Komprise struck its first major reseller agreement, partnering with IBM to offer Komprise Intelligent Data Management software with the vendor’s storage portfolio.
Customers can use Komprise software to move file-based data from network-attached storage (NAS) systems to IBM cloud-based object storage, according to Krishna Subramanian, co-founder and chief operating officer at Komprise.
Users can download the Komprise Observer virtual appliance and point it at their NAS systems. The Komprise software analyzes how much hot and cold data they have and the file growth rate to help them set policies to move data to on-premise or off-site IBM Cloud Object Storage for archival or disaster recovery (DR) purposes. The Komprise Director management console, which can run at the customer’s data center or in the cloud, displays the potential savings considering NAS, backup, DR and new storage target costs.

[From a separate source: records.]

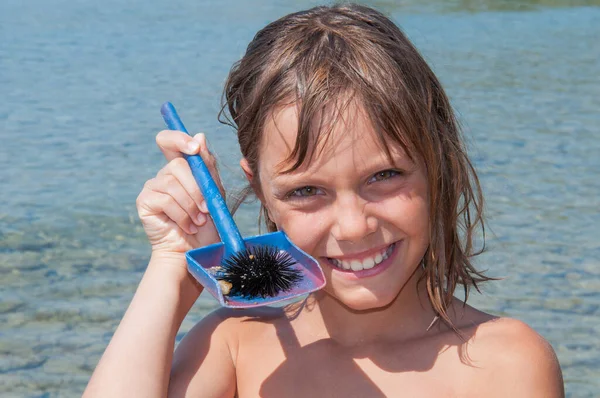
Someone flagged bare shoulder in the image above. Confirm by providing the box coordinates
[467,318,564,398]
[169,308,283,397]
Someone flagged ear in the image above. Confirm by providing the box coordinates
[240,158,254,184]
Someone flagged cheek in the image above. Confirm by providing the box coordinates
[271,209,327,255]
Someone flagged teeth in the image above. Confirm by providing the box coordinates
[350,260,363,271]
[330,245,394,271]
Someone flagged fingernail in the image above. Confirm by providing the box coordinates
[200,201,208,214]
[187,140,200,154]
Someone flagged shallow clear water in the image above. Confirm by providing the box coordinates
[0,0,600,397]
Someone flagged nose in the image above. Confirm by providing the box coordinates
[331,194,377,243]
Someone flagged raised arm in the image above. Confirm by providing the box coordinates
[84,131,227,398]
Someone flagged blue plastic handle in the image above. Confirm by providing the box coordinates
[160,102,246,258]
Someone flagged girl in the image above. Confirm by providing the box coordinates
[85,5,563,398]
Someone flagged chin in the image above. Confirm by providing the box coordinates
[329,290,398,311]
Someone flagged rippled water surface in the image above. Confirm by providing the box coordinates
[0,0,600,397]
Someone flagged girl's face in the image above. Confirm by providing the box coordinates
[243,105,429,310]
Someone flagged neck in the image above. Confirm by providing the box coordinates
[308,272,435,346]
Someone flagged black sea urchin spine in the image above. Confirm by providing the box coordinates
[219,246,302,298]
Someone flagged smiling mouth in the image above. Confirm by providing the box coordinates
[327,243,396,272]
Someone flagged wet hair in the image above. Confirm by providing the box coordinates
[220,4,491,330]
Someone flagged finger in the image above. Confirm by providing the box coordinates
[160,158,208,219]
[156,130,200,161]
[143,188,198,235]
[146,174,207,226]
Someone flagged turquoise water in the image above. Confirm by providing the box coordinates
[0,0,600,397]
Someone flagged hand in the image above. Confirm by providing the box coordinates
[136,130,225,264]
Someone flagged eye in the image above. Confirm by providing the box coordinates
[369,170,400,184]
[287,186,320,198]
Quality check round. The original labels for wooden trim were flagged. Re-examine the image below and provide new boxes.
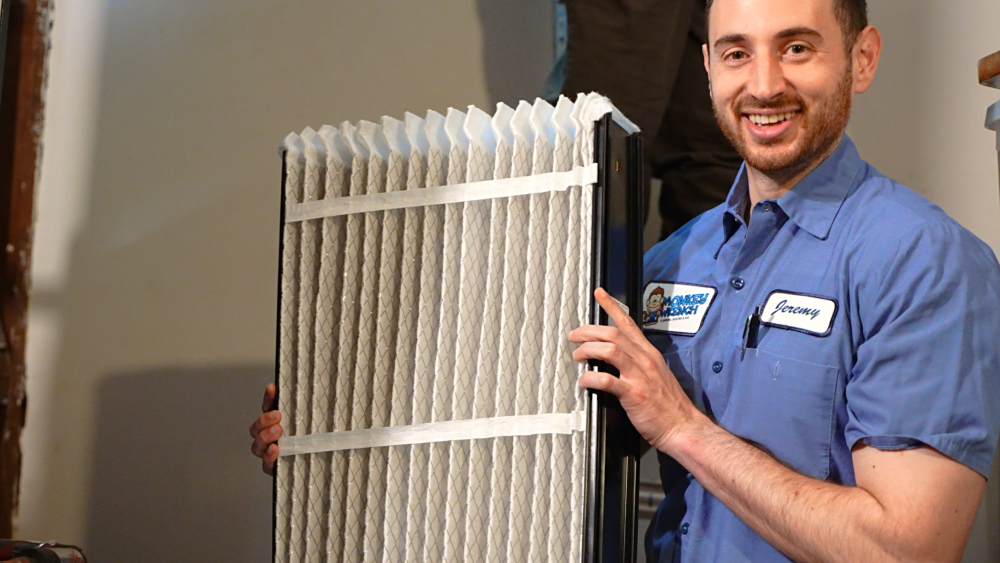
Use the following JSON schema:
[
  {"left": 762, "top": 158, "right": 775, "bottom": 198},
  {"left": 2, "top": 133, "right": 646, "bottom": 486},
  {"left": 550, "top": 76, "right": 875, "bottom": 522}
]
[
  {"left": 979, "top": 51, "right": 1000, "bottom": 88},
  {"left": 0, "top": 0, "right": 52, "bottom": 538}
]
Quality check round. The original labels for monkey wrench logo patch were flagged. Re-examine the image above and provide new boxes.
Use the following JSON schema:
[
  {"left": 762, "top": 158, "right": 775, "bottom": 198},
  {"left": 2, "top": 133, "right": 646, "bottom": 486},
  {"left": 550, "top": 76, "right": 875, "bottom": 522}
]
[
  {"left": 642, "top": 282, "right": 718, "bottom": 336},
  {"left": 760, "top": 291, "right": 837, "bottom": 336}
]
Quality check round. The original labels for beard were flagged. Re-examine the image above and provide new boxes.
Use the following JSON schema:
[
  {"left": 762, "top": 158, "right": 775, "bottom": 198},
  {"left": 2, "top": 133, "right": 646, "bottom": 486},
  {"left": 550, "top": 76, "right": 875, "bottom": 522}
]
[{"left": 712, "top": 66, "right": 854, "bottom": 179}]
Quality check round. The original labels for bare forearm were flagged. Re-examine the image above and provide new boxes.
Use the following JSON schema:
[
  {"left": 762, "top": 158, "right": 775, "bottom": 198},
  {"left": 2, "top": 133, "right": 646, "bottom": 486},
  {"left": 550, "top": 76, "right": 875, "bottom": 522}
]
[{"left": 671, "top": 419, "right": 903, "bottom": 562}]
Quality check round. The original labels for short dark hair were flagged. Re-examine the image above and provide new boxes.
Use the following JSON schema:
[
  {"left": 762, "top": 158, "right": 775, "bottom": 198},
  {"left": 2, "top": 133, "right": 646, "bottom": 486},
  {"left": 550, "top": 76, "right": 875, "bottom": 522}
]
[{"left": 705, "top": 0, "right": 868, "bottom": 51}]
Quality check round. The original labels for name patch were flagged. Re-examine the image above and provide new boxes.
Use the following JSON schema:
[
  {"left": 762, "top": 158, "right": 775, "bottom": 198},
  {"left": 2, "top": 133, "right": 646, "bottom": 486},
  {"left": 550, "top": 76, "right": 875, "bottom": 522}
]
[
  {"left": 760, "top": 291, "right": 837, "bottom": 336},
  {"left": 642, "top": 282, "right": 718, "bottom": 336}
]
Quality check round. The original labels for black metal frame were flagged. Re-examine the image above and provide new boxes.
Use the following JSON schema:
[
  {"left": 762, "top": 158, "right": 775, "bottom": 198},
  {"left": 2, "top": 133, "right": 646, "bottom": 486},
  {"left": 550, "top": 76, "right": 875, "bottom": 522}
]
[
  {"left": 583, "top": 114, "right": 645, "bottom": 563},
  {"left": 271, "top": 152, "right": 288, "bottom": 561}
]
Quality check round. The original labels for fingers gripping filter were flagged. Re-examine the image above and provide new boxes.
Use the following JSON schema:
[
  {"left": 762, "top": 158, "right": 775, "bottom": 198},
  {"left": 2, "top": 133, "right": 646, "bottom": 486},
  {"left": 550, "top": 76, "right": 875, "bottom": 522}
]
[{"left": 274, "top": 94, "right": 642, "bottom": 563}]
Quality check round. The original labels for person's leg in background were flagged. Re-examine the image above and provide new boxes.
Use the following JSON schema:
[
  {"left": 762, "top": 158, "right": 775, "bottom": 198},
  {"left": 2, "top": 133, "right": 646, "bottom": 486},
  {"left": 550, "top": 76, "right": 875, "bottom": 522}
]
[
  {"left": 646, "top": 0, "right": 743, "bottom": 239},
  {"left": 557, "top": 0, "right": 741, "bottom": 246}
]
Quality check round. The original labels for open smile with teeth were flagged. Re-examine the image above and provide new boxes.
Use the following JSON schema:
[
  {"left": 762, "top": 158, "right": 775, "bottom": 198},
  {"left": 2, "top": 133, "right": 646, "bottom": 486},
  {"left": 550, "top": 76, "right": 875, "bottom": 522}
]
[{"left": 747, "top": 111, "right": 798, "bottom": 125}]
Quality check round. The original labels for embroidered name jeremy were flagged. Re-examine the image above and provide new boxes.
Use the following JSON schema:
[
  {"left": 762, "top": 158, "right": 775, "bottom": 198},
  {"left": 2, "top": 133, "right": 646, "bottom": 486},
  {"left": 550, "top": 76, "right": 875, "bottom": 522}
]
[{"left": 771, "top": 299, "right": 822, "bottom": 319}]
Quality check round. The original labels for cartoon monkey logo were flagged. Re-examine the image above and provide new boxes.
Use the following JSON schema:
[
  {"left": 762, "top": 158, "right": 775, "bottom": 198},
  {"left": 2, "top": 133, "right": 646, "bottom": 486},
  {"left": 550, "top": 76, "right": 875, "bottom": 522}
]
[{"left": 642, "top": 287, "right": 666, "bottom": 326}]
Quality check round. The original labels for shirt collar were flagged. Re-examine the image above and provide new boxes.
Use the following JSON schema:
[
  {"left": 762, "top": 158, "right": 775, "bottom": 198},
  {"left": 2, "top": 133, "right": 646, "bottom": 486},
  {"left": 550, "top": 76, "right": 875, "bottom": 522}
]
[{"left": 723, "top": 135, "right": 862, "bottom": 240}]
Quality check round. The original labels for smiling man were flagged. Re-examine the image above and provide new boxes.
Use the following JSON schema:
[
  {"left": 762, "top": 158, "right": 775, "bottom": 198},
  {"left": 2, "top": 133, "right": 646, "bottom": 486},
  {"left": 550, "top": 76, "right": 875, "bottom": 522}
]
[{"left": 570, "top": 0, "right": 1000, "bottom": 562}]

The Komprise software also handles the file-to-object mapping and non-disruptively migrates the data from the NAS system to the IBM Cloud Object Storage. End users can still access the data with the same permissions and metadata from their source NAS systems, even though the files have been transferred to cloud-based object storage on the back end.
“When we move a file out of NAS into object storage, we put in a link in that NAS so when a user goes to open the file, it looks like the same file. It has all the metadata properties and everything,” Subramanian said. “A Komprise Observer will actually respond, and it will map the object back to file and return it. But that whole handshake is transparent to users and applications.”

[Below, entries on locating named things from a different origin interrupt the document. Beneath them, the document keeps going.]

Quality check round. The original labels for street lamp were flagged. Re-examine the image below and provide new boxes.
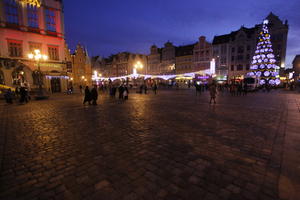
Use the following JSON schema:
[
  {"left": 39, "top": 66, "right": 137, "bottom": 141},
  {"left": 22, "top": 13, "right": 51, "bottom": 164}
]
[
  {"left": 28, "top": 49, "right": 48, "bottom": 98},
  {"left": 133, "top": 61, "right": 144, "bottom": 75}
]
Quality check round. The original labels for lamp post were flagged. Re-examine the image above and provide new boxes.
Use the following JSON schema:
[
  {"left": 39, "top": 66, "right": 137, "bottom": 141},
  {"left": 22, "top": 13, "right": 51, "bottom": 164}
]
[
  {"left": 133, "top": 61, "right": 144, "bottom": 85},
  {"left": 28, "top": 49, "right": 48, "bottom": 99}
]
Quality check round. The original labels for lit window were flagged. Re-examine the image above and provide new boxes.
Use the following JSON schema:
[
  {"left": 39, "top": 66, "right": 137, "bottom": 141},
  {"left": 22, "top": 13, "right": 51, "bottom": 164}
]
[
  {"left": 8, "top": 40, "right": 22, "bottom": 57},
  {"left": 48, "top": 46, "right": 59, "bottom": 60},
  {"left": 236, "top": 65, "right": 243, "bottom": 71},
  {"left": 5, "top": 0, "right": 19, "bottom": 24},
  {"left": 27, "top": 4, "right": 39, "bottom": 28},
  {"left": 0, "top": 69, "right": 5, "bottom": 85},
  {"left": 29, "top": 42, "right": 42, "bottom": 52},
  {"left": 46, "top": 9, "right": 56, "bottom": 32}
]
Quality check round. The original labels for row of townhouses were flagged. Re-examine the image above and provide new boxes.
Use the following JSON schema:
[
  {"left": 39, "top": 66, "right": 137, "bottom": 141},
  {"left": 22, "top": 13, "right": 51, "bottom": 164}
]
[
  {"left": 93, "top": 13, "right": 289, "bottom": 80},
  {"left": 0, "top": 0, "right": 92, "bottom": 92}
]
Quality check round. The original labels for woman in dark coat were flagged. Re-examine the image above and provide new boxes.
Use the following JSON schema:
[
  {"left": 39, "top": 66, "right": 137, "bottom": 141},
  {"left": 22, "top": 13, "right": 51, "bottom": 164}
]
[
  {"left": 91, "top": 85, "right": 98, "bottom": 105},
  {"left": 83, "top": 86, "right": 92, "bottom": 105}
]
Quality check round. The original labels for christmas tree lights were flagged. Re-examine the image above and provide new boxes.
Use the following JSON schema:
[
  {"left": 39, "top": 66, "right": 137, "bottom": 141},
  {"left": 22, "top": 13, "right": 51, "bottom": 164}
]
[{"left": 248, "top": 20, "right": 280, "bottom": 85}]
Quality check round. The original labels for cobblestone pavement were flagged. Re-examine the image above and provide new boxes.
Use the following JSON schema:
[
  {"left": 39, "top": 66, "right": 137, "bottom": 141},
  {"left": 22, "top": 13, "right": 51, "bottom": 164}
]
[{"left": 0, "top": 90, "right": 299, "bottom": 200}]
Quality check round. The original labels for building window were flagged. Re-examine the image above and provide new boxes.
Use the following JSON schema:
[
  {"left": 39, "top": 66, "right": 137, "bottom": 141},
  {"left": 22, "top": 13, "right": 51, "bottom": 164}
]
[
  {"left": 32, "top": 71, "right": 43, "bottom": 85},
  {"left": 238, "top": 46, "right": 244, "bottom": 53},
  {"left": 27, "top": 4, "right": 39, "bottom": 28},
  {"left": 5, "top": 0, "right": 19, "bottom": 24},
  {"left": 48, "top": 46, "right": 59, "bottom": 60},
  {"left": 8, "top": 40, "right": 22, "bottom": 57},
  {"left": 237, "top": 55, "right": 244, "bottom": 60},
  {"left": 29, "top": 42, "right": 42, "bottom": 53},
  {"left": 12, "top": 67, "right": 25, "bottom": 86},
  {"left": 236, "top": 65, "right": 243, "bottom": 71},
  {"left": 46, "top": 9, "right": 56, "bottom": 32}
]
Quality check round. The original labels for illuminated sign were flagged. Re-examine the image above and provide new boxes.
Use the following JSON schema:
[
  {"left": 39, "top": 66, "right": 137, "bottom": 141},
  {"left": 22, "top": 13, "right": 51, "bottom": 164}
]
[{"left": 19, "top": 0, "right": 42, "bottom": 7}]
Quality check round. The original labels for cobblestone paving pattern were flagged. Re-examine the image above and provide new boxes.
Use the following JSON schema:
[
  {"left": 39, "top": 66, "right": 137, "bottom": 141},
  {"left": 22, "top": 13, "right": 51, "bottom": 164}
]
[{"left": 0, "top": 90, "right": 286, "bottom": 200}]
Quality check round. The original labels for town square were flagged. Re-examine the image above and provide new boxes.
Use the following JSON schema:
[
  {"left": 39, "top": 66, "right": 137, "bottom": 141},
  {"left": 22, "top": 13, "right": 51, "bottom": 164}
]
[{"left": 0, "top": 0, "right": 300, "bottom": 200}]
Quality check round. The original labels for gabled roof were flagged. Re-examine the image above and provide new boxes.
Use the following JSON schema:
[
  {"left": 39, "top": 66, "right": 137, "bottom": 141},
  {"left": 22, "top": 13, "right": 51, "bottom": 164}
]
[
  {"left": 175, "top": 44, "right": 195, "bottom": 56},
  {"left": 213, "top": 25, "right": 259, "bottom": 45}
]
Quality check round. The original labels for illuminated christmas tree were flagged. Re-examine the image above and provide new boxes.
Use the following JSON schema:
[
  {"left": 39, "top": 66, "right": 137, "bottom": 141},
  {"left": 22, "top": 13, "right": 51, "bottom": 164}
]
[{"left": 249, "top": 20, "right": 280, "bottom": 85}]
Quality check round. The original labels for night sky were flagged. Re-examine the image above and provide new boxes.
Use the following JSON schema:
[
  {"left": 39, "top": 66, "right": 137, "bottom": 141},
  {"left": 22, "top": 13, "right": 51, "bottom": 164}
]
[{"left": 64, "top": 0, "right": 300, "bottom": 66}]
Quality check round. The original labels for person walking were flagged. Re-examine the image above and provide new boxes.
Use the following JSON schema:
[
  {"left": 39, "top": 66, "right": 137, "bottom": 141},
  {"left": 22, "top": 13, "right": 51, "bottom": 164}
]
[
  {"left": 237, "top": 83, "right": 243, "bottom": 96},
  {"left": 153, "top": 83, "right": 157, "bottom": 94},
  {"left": 144, "top": 84, "right": 148, "bottom": 94},
  {"left": 118, "top": 84, "right": 124, "bottom": 99},
  {"left": 209, "top": 83, "right": 217, "bottom": 104},
  {"left": 83, "top": 86, "right": 91, "bottom": 105},
  {"left": 123, "top": 85, "right": 129, "bottom": 100},
  {"left": 195, "top": 84, "right": 202, "bottom": 96},
  {"left": 243, "top": 83, "right": 248, "bottom": 96},
  {"left": 20, "top": 87, "right": 27, "bottom": 103},
  {"left": 91, "top": 85, "right": 98, "bottom": 105}
]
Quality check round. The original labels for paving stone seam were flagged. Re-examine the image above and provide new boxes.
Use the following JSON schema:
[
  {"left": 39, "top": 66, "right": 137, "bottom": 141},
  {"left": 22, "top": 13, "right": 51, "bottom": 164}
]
[{"left": 260, "top": 101, "right": 287, "bottom": 199}]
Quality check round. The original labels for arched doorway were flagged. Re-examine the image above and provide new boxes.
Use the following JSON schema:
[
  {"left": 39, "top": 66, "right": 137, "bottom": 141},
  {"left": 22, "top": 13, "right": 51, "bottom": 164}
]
[
  {"left": 0, "top": 69, "right": 5, "bottom": 85},
  {"left": 12, "top": 66, "right": 26, "bottom": 86},
  {"left": 32, "top": 70, "right": 43, "bottom": 85}
]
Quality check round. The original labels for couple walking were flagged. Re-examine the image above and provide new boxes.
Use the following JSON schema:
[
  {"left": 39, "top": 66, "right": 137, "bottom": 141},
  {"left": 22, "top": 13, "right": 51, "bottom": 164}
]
[{"left": 83, "top": 85, "right": 98, "bottom": 105}]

Komprise vs. cloud gateways
Subramanian said, unlike many cloud gateway appliances, Komprise does not aim to shift all data to the public cloud and cache the hottest data in local appliances. She said that approach can become expensive if the customer needs to retrieve data from the cloud.
“We’re simply providing a more cost efficient way to manage the data. Essentially we’re saying, ‘Look, your NAS is great for your hot data. But for the 80% of your data that is rarely getting cached, and you need to keep either for business or compliance reasons, let us move that to a cost-efficient store,’” Subramanian said.
The Komprise software also enables customers to migrate data from one NAS system to another NAS system, if they want to replace or decommission file-based storage devices.
Subramanian said Komprise and IBM had joint customers in industries such as financial services, insurance and health care storing large volumes of data. Komprise is part of the Ready for IBM Storage and Ready for IBM Cloud validated solution directory. The new worldwide reseller agreement applies to IBM product sales and services teams as well as IBM channel partners, Subramanian said.
Komprise prices its software based on the amount of data under management. The startup offers a subscription model, at about a half penny per GB per month, or a perpetual license, at $120 to $130 per TB, according to Subramanian.
Earlier this month, Komprise shipped a new 2.8 software update. New features included support for European euros, British pounds and Japanese yen in the product’s ROI calculator, which originally displayed cost savings only in U.S. dollars. The 2.8 product upgrade also enhanced the NAS migration capabilities for SMB environments, adding the ability to preserve access control.